Harry Neill recently saw film footage of The Dieppe Raid.
“I recognized that,” the Dieppe veteran said Saturday at the 96th Warriors’ Day Parade at the CNE grounds.
“Seeing it always brings back the times,” he added.
Neill — who joined the Canadian forces at 17 and was among the first group of Canadians to go overseas in 1939 — was given the honour of being the lead veteran in this year’s parade.
He actually did his training as a young man a stone’s throw from the parade at the CNE’s horse palace.
The parade was in Commemoration of the 100th Anniversary of The Battle of Vimy Ridge and the 75th Anniversary of The Dieppe Raid, the bloodiest day in Canada’s military history.
Maj.-Gen.

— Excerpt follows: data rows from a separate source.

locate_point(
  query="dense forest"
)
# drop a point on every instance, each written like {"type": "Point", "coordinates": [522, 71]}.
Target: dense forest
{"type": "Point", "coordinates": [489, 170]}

Simon Hetherington has been to the beach at Dieppe.
“I stood there and can’t imagine,” Hetherington said. “You can draw on the legacy from those veterans who gave before us.”
It’s a good day an so many line the parade route, Toronto Police Chief Mark Saunders said.
“This is a reminder how important it is to remember those who gave their lives for us to be able to live in a democratic society,” he said.
Thousands watched as the bands and veterans filed by during the hour-long parade.
“A soldier always wants to march in a parade and we will give anyone who wants to the opportunity to do so (even if they need to be driven),” said Mark Stephenson, president of the Warriors’ Day Parade Council.
“It’s as important to keep the parade going for the veterans as it is for families,” he said. “For many it’s a tradition to remember a father or grandfather and some even come with boxes of medals.”
For Erin Netzke, her husband, two sons and her veteran father, attending the parade is a tradition.
“I’ve been coming since I was a kid,” said Netzke, who father was in the First World War and grandfather was in the Second World War.
“I want my kids to understand the traditions and it’s a good visual to explain history,” she said. “I hope one day they will bring their kids.”